To take your research to the next level, move beyond simple mention-counting. Implement Sentiment Analysis to gauge how these esoteric figures were viewed by their contemporaries. If a relatively unknown individual is consistently addressed with language signifying “deference” or “intellectual authority,” you have found a figure whose influence significantly exceeded their public profile.

Additionally, utilize Geospatial Mapping. By extracting address data from correspondence headers, you can visualize the physical flow of intelligence across Europe and the Atlantic. Esoteric figures often clustered in “hidden hubs”—intellectual nodes in port cities or rural estates that were as important as the major metropolitan salons. Seeing these clusters on a map often reveals the “why” behind their influence.

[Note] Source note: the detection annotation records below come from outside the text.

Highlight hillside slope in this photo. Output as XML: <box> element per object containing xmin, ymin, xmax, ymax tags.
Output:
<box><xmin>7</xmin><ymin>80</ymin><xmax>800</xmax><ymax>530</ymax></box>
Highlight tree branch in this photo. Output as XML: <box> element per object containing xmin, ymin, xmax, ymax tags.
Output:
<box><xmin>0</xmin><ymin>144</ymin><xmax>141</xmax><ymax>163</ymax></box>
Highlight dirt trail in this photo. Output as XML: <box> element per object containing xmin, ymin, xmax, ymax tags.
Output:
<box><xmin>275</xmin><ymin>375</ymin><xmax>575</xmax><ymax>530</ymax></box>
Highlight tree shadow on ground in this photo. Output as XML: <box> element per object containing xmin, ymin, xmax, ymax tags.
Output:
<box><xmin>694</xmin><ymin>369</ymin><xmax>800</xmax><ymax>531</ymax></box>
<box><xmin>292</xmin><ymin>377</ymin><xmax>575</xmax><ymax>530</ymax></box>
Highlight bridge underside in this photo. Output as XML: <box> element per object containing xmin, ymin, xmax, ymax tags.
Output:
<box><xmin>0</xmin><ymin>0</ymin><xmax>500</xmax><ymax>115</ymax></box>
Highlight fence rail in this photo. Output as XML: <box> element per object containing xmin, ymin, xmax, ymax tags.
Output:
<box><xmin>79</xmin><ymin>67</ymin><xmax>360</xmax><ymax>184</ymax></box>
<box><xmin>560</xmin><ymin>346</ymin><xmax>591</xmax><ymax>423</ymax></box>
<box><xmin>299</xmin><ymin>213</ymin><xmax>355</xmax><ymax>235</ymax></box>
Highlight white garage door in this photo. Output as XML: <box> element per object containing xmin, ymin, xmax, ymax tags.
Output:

Data mining is not a replacement for the historian’s eye; it is a lens that sharpens our focus, allowing us to see the vast, interconnected web of actors who actually built the intellectual world of the 18th century.

Conclusion

The archives of the 18th century are deep, but they are no longer impenetrable. By applying data mining, we can democratize historical study, moving away from the narrow confines of the “great person” narrative and toward a more inclusive understanding of how ideas actually traveled, evolved, and were refined.

The methodology is clear: digitize, clean, map, and contextualize. By identifying those who acted as the bridges and conduits of Enlightenment thought, we can write a more vibrant, inclusive history. Start by identifying a small, under-analyzed collection, run an entity recognition sweep, and watch as the names of the “forgotten” rise to the surface, ready to be rediscovered and analyzed for their true historical contributions.